SAMARINDA : Dalam rangka mempelajari Peraturan Daerah tentang Koperasi di Kota Samarinda, sebagai bahan referensi penyusunan rancangan peraturan daerah (raperda),Dewan Perwakilan Rakyat Daerah (DPRD) Kabupaten Tuban melakukan kunjungan ke DPRD Kota Samarinda.
Kunjungan Komisi III DPRD Kabupaten Tuban Provinsi Jawa Timur, Kamis (2/2/2023) diterima DPRD Kota Samarinda di Ruang Rapat Lantai 1 Sekretariat DPRD Samarinda Jalan Basuki Rahmat.

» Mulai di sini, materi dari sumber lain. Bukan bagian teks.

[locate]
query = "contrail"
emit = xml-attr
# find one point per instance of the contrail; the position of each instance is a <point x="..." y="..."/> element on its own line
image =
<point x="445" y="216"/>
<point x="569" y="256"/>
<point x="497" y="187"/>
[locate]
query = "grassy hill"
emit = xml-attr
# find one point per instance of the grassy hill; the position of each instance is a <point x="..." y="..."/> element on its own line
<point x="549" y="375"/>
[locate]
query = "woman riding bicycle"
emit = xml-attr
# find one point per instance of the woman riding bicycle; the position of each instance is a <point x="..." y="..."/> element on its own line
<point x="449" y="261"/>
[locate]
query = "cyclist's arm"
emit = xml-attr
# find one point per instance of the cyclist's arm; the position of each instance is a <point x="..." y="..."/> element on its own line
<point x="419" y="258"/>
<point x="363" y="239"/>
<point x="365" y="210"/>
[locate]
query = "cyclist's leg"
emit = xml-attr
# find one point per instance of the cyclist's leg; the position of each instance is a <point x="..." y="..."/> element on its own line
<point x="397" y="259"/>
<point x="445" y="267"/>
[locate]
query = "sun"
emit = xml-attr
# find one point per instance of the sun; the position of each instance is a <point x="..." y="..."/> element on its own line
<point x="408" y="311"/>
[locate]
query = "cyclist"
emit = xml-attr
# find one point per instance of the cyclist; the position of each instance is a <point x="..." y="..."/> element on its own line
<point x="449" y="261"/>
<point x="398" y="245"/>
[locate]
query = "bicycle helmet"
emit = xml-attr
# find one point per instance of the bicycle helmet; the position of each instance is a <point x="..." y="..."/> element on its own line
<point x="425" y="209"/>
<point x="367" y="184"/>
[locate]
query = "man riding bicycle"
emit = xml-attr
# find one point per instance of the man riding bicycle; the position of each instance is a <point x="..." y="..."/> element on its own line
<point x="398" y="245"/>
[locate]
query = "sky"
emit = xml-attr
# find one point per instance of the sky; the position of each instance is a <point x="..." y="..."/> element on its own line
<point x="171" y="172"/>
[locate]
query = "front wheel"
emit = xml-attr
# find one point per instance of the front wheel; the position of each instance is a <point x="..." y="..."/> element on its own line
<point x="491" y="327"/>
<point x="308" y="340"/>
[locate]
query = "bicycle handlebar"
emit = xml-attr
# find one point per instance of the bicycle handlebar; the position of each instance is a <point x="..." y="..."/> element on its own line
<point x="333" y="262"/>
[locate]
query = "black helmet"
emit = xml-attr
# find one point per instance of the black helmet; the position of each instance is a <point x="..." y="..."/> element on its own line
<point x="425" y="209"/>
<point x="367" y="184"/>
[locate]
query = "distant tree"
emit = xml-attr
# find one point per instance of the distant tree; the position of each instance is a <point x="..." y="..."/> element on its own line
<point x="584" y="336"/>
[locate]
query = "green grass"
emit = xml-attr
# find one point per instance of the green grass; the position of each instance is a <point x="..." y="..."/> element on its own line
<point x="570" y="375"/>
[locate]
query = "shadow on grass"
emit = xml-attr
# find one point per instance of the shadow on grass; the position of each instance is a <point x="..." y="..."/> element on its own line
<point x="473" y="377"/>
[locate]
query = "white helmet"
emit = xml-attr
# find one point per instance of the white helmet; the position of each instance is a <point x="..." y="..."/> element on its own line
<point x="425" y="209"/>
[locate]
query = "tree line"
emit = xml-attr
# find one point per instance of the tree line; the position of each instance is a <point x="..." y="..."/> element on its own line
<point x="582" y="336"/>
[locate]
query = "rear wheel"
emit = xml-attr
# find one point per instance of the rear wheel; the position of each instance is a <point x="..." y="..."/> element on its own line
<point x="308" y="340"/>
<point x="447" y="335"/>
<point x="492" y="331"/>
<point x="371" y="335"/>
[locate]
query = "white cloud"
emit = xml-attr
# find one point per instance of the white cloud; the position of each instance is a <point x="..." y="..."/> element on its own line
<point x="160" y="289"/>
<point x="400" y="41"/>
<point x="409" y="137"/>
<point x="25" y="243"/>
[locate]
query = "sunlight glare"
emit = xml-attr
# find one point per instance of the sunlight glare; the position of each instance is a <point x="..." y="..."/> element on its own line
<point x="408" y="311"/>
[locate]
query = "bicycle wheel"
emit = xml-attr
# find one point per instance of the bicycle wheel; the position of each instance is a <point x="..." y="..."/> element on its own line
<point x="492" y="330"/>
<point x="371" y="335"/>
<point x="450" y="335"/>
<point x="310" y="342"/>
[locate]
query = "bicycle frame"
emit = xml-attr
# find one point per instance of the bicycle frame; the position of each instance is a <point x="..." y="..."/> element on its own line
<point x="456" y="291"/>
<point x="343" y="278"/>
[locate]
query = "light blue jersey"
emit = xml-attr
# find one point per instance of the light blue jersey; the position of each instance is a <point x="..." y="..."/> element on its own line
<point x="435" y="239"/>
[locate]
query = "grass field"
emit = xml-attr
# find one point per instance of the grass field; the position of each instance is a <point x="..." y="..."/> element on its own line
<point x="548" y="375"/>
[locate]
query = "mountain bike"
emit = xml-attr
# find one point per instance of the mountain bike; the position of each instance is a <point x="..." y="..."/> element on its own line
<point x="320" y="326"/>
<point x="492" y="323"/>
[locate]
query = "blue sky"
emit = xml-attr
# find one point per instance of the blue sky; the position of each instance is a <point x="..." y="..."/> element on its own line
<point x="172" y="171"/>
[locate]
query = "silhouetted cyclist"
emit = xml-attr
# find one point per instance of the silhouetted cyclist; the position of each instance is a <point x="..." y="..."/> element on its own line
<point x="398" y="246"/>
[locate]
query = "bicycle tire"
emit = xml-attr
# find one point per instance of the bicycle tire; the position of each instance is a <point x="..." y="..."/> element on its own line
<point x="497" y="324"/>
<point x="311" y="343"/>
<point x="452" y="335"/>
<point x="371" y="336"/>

Anggota Komisi I DPRD Samarinda Joni Sinatra Ginting, usai menerima kunjungan kerja tersebut mengatakan, pihaknya memberikan informasi serta muatan-muatan penting dan krusial peraturan yang masih sesuai dengan lingkungan sekarang, karena di Samarinda Perda tentang Koperasi kata dia tergolong produk hukum lama.
“Tentunya kita memberikan informasi yang krusial saja, karena Perda tentang Koperasi di Samarinda itu adalah Perda Nomor 16 tahun 2001, terbilang aturan lama,” ungkapnya.
Dia menjelaskan, Kota Samarinda sebagai daerah yang telah memiliki Perda tentang Koperasi tentunya menyampaikan perihal-perihal implementasi peraturan di masyarakat. Informasi tersebut sekiranya dapat membantu Kabupaten Tuban sebagai daerah yang sedang mempersiapkan.
“Hasil kunjungan ini dapat menjadi bekal mereka (DPRD Tuban) pada saat nanti membuat Perda Koperasi,” ucap dia.
Sementara itu, Ketua Komisi III DPRD Kabupaten Tuban Hartomo menuturkan pertemuan ini membuahkan hasil dengan menerima beberapa informasi berkenaan dengan Perda tentang Koperasi baik itu dari tahap penyusunan, muatan hukum hingga pada implementasi kebijakan.
Politisi Fraksi Golkar DPRD Tuban itu menerangkan, materi yang didapatkan akan menjadi bahan referensi yang selanjutnya akan dilakukan penyesuaian peraturan dengan perkembangan zaman dan kondisi lingkungan di daerah.
“Kami telah mendapatkan banyak Informasi, 2 materi kita peroleh terkait Perda No. 8 tahun 2008 dan Perda No. 16 tahun 2001 tentang Koperasi,”urainya.
Selanjutnya, sebut dia pihaknya akan menindaklanjuti hasil pertemuan tersebut dengan melakukan rapat koordinasi dengan organisasi perangkat daerah (OPD), lembaga terkait dan masyarakat di Kabupaten Tuban nantinya.